Pandai-Pandai Kelola Kekecewaan
Pernahkah Anda kecewa atau dikecewakan? Atau, membuat kecewa lain orang? Jika jawabannya pernah, Anda perlu memejamkan mata sejenak lalu tarik napas panjang-panjang untuk merefleksi diri, dialog dengan diri sendiri.
Di belahan dunia mana pun, tak ada manusia yang tak pernah merasa kecewa. Kecewa adalah hal yang lumrah dialami oleh setiap orang tanpa memandang usia. Dalam KBBI, kecewa diartikan sebagai kecil hati, tidak puas (karena tidak terkabul keinginannya, harapannya, dan sebagainya), tidak senang; cacat, cela; gagal (tidak berhasil) dalam usahanya dan sebagainya.
Sepanjang manusia hidup dan mempunyai banyak harapan maka kekecewaaan itu pasti akan terus ada dan membayang-bayangi. Kapan pun dan di mana pun, kecewa bisa datang dari mana saja entah itu dari hubungan kekeluargaan, pertemanan, pekerjaan, harapan, bahkan urusan percintaan.
Perbedaannya ada pada bagaimana seseorang merespons kekecewaan itu. Setiap orang mempunyai cara yang berbeda dalam meluapkan kekecewaannya tersebut. Sebagian ada yang menanggapinya dengan sesuatu yang positif, ada juga yang menanggapinya dengan hal negatif, emosi dan marah.
Kiranya lebih terpuji jika rasa kecewa tersebut direspons dengan sesuatu yang positif. Sebaliknya, jika merespons dengan hal negatif, itu hanya akan membuat gelisah dan membuang banyak energi. Ada banyak cara untuk mengelola rasa kecewa tanpa marah atau emosi yang meluap.
Satu misal, berupaya mencoba merefleksi diri dengan berbagai pertanyaan, selama ini apakah yang sudah dilakukan, apakah memang selama ini sudah melakukan hal yang semestinya, atau mungkin diluar dari itu. Apabila sudah berhasil menemukan jawaban sebagai titik permasalahannya, cari jalan keluar.
Langkah selanjutnya, memperbaiki apa yang dianggap menjadi masalah atau hal yang perlu diperbaiki. Dengan berpikir positif, setidaknya itu akan mampu membuat seseorang merasa lebih lega. Pikiran buruk yang sempat mendera perlahan akan hilang dan berganti suasana lebih rileks.
Selain itu, agar dapat memproteksi hati dari rasa kecewa, beberapa hal yang dapat dilakukan agar dapat meminimalkan rasa kecewa tersebut, di antaranya;
(1) Bertawakkal atau berserah diri terhadap Tuhan.
(2) Ciptakan suasana agar mood menjadi lebih baik, lakukan hobi, atau olahraga ringan.

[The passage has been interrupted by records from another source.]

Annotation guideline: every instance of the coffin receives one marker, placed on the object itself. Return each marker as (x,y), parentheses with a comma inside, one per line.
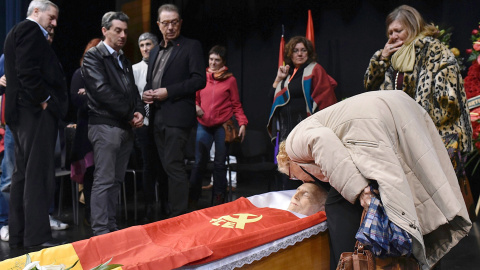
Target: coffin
(243,233)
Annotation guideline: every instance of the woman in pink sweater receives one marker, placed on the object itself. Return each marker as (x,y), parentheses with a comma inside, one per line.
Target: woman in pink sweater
(215,104)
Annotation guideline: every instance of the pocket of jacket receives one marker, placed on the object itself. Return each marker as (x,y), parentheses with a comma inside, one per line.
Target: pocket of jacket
(363,143)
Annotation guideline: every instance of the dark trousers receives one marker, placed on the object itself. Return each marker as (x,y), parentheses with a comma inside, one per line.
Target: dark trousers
(204,140)
(343,220)
(112,147)
(171,142)
(33,180)
(153,171)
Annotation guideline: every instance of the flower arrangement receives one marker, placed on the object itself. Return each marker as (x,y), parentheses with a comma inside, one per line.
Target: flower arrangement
(444,35)
(472,89)
(29,265)
(472,81)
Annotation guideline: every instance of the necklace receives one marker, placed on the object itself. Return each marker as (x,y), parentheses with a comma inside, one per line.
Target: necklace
(396,80)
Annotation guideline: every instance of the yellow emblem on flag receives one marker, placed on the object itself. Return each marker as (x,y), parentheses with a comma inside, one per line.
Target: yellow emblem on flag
(237,223)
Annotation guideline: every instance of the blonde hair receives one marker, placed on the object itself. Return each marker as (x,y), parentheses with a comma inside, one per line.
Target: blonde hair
(413,21)
(283,160)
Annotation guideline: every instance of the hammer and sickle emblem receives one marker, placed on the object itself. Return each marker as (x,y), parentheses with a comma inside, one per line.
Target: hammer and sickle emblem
(242,219)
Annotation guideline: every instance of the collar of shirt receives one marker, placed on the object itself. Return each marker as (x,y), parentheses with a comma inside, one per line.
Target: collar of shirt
(45,32)
(111,51)
(162,45)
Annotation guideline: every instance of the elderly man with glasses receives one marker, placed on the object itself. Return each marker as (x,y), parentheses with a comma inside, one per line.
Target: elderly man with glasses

(3) Tingkatkan rasa optimis, buang jauh rasa pesimis.
(4) Selalu positif, baik dalam pikiran maupun perbuatan, dan
(5) Cuek juga perlu, tetapi seperlunya.
*
Nah, hindari terjebak dalam dua hal, yakni bedakan antara harapan dan angan-angan atau fantasi. Hal ini perlu Anda sadari atau pahami bahwa kadang secara tidak sadar kita sedang menggabungkan antara harapan dan fantasi di lintasan satu jalan yang sama.
Kiranya tidak keliru untuk memimpikan sesuatu setinggi-tingginya, tetapi jangan sampai mimpi itu berubah menjadi angan-angan atau fantasi. Lantaran terjebak hanya fokus dalam angan-angan tanpa fokus untuk melakukan action, ya akhirnya menemui kekecewaan. Jangan sampailah!
YahâŠ, semua itu berpulang pada bagaimana kemampuan mengolah rasa masing-masing orang.